Há tantas variáveis. O argumento econômico é apenas uma delas. Mesmo que houvesse empregos em abundância, a preocupação com o crescimento da população latina continuaria sendo um fator muito forte para o sentimento anti-latino e anti-imigrantes. E isso contribui para as propostas de lei contra imigrantes que até agora já foram introduzidas em ao menos 22 Estados.

O Estado de Utah aprovou no mês passado um pacote de leis que inclui medidas para reforçar o controle de imigrantes, mas também prevê a possibilidade de fornecer autorizações de trabalho de dois anos para os ilegais que provarem que já viviam e trabalhavam no Estado. Essa iniciativa é um avanço positivo para a regularização de trabalhadores clandestinos?

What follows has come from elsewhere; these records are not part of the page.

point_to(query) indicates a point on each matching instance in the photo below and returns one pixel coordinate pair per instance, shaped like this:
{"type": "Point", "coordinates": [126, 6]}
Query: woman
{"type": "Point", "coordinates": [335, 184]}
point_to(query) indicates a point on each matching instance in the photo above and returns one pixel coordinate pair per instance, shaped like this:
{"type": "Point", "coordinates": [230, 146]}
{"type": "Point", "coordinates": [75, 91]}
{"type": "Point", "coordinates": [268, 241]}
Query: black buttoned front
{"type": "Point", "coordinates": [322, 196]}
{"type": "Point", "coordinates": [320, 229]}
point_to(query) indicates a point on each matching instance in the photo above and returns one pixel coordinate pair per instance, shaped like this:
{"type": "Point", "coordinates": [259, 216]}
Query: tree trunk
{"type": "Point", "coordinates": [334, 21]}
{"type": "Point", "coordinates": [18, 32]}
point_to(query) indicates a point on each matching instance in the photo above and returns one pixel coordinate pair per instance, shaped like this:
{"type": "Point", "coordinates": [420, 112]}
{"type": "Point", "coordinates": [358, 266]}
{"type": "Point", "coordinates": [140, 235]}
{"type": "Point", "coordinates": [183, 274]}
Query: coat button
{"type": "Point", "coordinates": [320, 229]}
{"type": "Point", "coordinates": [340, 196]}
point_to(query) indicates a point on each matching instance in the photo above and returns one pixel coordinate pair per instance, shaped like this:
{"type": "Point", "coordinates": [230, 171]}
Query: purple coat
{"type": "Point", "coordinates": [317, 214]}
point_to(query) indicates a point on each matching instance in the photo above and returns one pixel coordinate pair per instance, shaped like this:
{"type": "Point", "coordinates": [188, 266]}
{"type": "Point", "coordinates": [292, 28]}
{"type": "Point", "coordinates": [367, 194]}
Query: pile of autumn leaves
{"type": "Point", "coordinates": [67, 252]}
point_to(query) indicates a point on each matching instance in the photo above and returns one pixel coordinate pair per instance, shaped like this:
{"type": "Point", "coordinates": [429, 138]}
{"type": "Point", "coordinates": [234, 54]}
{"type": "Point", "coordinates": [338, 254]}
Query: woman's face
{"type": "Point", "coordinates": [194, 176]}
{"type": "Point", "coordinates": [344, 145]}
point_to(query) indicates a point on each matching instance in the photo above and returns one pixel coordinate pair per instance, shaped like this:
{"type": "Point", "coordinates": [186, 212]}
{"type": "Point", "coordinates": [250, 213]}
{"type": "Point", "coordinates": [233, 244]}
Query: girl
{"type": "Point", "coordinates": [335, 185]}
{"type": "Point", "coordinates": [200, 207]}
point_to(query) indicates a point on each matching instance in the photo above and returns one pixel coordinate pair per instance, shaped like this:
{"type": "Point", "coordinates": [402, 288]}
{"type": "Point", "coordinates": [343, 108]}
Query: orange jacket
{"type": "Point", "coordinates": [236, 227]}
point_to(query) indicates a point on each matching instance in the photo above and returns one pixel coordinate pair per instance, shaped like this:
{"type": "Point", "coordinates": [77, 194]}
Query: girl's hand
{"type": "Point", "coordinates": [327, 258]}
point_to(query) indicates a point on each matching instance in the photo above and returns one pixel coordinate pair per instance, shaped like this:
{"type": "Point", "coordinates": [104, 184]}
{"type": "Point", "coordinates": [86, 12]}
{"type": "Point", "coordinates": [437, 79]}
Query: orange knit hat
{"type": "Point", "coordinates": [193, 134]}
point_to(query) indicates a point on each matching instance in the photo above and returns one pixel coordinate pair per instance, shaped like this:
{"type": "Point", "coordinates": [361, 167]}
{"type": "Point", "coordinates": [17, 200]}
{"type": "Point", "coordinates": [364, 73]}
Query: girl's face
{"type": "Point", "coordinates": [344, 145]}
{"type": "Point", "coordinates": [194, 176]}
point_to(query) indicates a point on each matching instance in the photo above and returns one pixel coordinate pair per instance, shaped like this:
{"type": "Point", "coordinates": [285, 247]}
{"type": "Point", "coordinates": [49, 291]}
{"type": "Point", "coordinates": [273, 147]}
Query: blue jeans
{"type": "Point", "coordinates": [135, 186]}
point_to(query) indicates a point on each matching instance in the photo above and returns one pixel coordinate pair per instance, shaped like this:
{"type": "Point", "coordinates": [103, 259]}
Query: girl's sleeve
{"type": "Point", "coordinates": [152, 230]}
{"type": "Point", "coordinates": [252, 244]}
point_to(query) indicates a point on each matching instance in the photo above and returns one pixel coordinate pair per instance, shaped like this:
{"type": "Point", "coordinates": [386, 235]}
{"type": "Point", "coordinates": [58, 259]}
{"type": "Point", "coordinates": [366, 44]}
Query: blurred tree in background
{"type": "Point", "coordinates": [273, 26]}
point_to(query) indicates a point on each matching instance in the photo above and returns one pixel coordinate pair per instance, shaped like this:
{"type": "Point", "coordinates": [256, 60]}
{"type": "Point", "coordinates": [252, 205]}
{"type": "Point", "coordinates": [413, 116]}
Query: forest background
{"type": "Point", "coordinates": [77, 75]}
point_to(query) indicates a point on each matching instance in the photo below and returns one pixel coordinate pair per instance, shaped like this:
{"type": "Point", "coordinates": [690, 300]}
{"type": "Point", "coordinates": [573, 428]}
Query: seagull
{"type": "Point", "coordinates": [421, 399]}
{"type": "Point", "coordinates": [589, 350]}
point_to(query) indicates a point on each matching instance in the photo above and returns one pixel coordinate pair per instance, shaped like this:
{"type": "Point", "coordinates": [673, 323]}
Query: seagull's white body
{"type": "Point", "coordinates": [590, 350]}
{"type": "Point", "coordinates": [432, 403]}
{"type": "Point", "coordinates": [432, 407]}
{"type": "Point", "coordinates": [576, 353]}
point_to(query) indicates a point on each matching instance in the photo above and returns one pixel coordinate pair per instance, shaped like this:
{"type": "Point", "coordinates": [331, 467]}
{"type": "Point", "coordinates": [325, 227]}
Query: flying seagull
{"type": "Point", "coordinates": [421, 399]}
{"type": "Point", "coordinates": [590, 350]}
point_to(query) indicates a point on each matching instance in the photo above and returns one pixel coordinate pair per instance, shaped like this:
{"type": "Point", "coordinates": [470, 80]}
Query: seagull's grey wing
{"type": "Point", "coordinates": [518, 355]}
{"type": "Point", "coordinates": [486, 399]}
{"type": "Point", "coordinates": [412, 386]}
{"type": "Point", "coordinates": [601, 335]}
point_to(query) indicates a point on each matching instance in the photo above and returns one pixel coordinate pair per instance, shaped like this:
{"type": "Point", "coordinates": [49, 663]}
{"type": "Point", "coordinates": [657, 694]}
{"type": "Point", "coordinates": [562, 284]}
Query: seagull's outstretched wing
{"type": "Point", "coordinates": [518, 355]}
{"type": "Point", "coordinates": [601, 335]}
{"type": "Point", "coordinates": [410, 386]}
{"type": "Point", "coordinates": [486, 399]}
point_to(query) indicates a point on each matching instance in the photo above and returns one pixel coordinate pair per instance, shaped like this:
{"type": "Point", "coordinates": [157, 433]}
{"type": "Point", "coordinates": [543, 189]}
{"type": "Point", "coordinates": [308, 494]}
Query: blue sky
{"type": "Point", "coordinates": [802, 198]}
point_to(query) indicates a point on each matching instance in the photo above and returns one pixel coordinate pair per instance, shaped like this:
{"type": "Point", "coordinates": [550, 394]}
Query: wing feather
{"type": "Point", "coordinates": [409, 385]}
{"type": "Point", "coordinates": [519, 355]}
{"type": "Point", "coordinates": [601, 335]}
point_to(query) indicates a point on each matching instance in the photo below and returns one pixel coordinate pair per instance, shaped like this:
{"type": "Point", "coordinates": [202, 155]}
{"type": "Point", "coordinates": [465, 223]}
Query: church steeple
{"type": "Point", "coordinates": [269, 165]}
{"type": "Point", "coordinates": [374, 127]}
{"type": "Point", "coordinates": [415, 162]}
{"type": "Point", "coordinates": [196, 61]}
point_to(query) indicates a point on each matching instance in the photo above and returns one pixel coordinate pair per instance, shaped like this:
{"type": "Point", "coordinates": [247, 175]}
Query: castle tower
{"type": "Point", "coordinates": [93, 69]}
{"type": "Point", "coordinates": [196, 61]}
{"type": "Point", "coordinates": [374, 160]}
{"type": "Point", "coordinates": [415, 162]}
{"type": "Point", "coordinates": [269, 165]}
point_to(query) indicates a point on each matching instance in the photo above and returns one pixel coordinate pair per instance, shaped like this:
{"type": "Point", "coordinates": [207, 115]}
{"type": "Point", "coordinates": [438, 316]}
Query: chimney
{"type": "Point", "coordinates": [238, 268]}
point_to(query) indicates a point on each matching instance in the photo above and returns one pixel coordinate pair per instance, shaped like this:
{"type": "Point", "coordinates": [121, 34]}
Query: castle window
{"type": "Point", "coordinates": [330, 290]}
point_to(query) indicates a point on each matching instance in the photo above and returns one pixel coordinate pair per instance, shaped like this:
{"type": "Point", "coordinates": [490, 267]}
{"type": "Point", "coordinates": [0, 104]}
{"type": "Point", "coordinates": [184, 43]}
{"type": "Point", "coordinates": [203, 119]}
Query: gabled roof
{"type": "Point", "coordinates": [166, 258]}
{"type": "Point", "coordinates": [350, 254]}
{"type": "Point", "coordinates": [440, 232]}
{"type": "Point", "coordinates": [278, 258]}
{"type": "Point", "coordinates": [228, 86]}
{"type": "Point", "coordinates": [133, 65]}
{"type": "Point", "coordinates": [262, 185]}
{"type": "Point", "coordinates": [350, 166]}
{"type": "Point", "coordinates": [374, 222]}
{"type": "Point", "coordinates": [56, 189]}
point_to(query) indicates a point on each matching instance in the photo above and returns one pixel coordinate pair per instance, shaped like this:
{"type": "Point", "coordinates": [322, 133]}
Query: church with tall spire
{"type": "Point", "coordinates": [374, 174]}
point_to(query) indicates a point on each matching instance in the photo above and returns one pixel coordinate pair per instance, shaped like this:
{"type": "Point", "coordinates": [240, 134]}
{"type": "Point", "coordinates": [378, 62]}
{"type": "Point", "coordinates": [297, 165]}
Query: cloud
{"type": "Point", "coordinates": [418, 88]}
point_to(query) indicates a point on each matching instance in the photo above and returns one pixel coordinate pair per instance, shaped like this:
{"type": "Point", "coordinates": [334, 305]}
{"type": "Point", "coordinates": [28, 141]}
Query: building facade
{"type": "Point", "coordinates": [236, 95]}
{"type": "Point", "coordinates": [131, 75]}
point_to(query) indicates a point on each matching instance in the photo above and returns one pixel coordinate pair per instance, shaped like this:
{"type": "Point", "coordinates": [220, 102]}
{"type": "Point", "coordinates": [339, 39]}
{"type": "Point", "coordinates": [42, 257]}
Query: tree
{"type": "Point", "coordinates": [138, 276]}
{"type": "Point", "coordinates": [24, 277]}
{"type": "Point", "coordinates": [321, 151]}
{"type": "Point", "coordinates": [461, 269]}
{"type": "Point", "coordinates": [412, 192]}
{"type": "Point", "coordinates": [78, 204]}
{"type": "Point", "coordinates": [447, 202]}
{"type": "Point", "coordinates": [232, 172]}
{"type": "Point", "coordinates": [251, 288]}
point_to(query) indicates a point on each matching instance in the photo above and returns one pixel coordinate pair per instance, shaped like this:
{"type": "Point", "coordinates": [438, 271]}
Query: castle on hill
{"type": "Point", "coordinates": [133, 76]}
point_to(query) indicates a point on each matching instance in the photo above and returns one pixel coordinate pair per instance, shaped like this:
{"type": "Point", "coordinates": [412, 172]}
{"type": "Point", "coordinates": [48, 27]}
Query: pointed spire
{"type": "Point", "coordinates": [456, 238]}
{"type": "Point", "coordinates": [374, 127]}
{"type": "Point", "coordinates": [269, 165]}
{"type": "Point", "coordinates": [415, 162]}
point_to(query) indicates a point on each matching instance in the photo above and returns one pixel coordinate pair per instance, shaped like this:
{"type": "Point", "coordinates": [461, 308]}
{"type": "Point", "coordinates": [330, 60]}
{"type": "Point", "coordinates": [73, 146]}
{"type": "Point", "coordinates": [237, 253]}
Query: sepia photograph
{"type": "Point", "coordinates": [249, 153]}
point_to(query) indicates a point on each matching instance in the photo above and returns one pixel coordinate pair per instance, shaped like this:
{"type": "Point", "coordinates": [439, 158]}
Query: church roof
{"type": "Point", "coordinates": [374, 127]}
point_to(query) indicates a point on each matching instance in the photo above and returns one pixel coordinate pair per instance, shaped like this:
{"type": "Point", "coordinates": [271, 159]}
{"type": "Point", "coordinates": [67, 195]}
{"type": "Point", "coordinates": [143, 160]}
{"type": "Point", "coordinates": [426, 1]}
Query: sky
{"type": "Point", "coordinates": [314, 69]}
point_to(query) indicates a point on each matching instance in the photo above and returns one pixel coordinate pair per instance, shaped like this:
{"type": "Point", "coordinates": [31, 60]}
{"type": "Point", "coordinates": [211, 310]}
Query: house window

É preciso haver opções para legalizar os imigrantes e torná-los residentes permanentes. Alguns deles estão aqui há muitos anos, talvez desde 1982, quando o último programa de legalização em massa foi realizado. Esses indivíduos têm famílias, os filhos estão na universidade, eles têm raízes aqui, são tão norte-americanos quanto a torta de maçã! Eles seguiram as regras. Talvez tenham entrado no país sem autorização, atravessado a fronteira sem um visto, mas não há outra maneira. Se houvesse um programa que permitisse entrar no país e conseguir um trabalho legalmente, ninguém seria louco de não fazer parte dele. Ninguém quer arriscar a própria vida ao entrar em um país sem autorização, se arriscar a ser deportado.
 
Utah quer oferecer uma autorização de trabalho de dois anos para pessoas que passaram a vida neste país, pagaram a previdência social todos esses anos, contribuíram com seus impostos e seu trabalho. Talvez os novos trabalhadores, no futuro, possam vir através de um programa que dê autorizações de trabalho por um ou dois anos, de acordo com as necessidades da economia.

Seria uma maneira de regular o fluxo migratório de modo responsável e seguro. Mas em relação aos imigrantes que já vivem aqui há muitos anos, isso não é aceitável, não é uma boa política. O que vai acontecer depois de dois anos? Aqueles que forneceram ao governo toda a informação sobre eles vão ser deportados? Não é realista e não é humano, além de desestabilizar as comunidades e não atender a necessidade de uma força de trabalho estável para reforçar a economia.

Durante a campanha eleitoral, Obama prometeu trabalhar pela reforma das leis de imigração e pela criação de leis que permitam a regularização de parte dos imigrantes ilegais, o que lhe valeu um grande apoio da comunidade latina. Mas agora a reforma está parada. Como isso pode afetar o apoio do eleitorado hispânico à reeleição de Obama?

A comunidade latina está muito frustrada por causa dessas promessas não cumpridas. As pesquisas de opinião mostram o declínio do apoio dos eleitores latinos a Obama. Esse índice caiu de 73 % para algo em torno de 58 % ou mesmo 53%, quase vinte pontos percentuais, o que é muito significativo. Mesmo não sendo a principal prioridade para os latinos, a questão da imigração afeta a maneira como eles votam. Para a comunidade latina nos EUA, a questão mais importante sempre foi a educação. Imigração é a segunda ou terceira, dependendo do Estado.

O problema é que, mesmo a versão final da reforma do sistema de saúde pela qual o presidente Obama tanto lutou, afeta o acesso de imigrantes ilegais à assistência médica. Eles acabaram numa situação pior que antes dessa reforma. Acho que há também outras questões nas quais a comunidade latina sente que Obama não está levando em conta os interesses dos imigrantes.

O que também afetará o presidente diretamente é o fato de que Obama deportou mais imigrantes do que nos últimos dois anos de governo do presidente Bush. E isso é muito significativo, porque se trata de uma decisão que está nas mãos do presidente. Não é algo que necessita de mudanças na lei aprovadas pelo Congresso.

O presidente pode decidir quão agressiva será a ação contra os imigrantes ilegais. Isso vai afetá-lo: quantas famílias foram separadas, quantas crianças norte-americanas não vivem mais com seus pais, perderam um dos pais ou têm que voltar aos países de origem das suas famílias em circunstâncias muito duras por causa das deportações?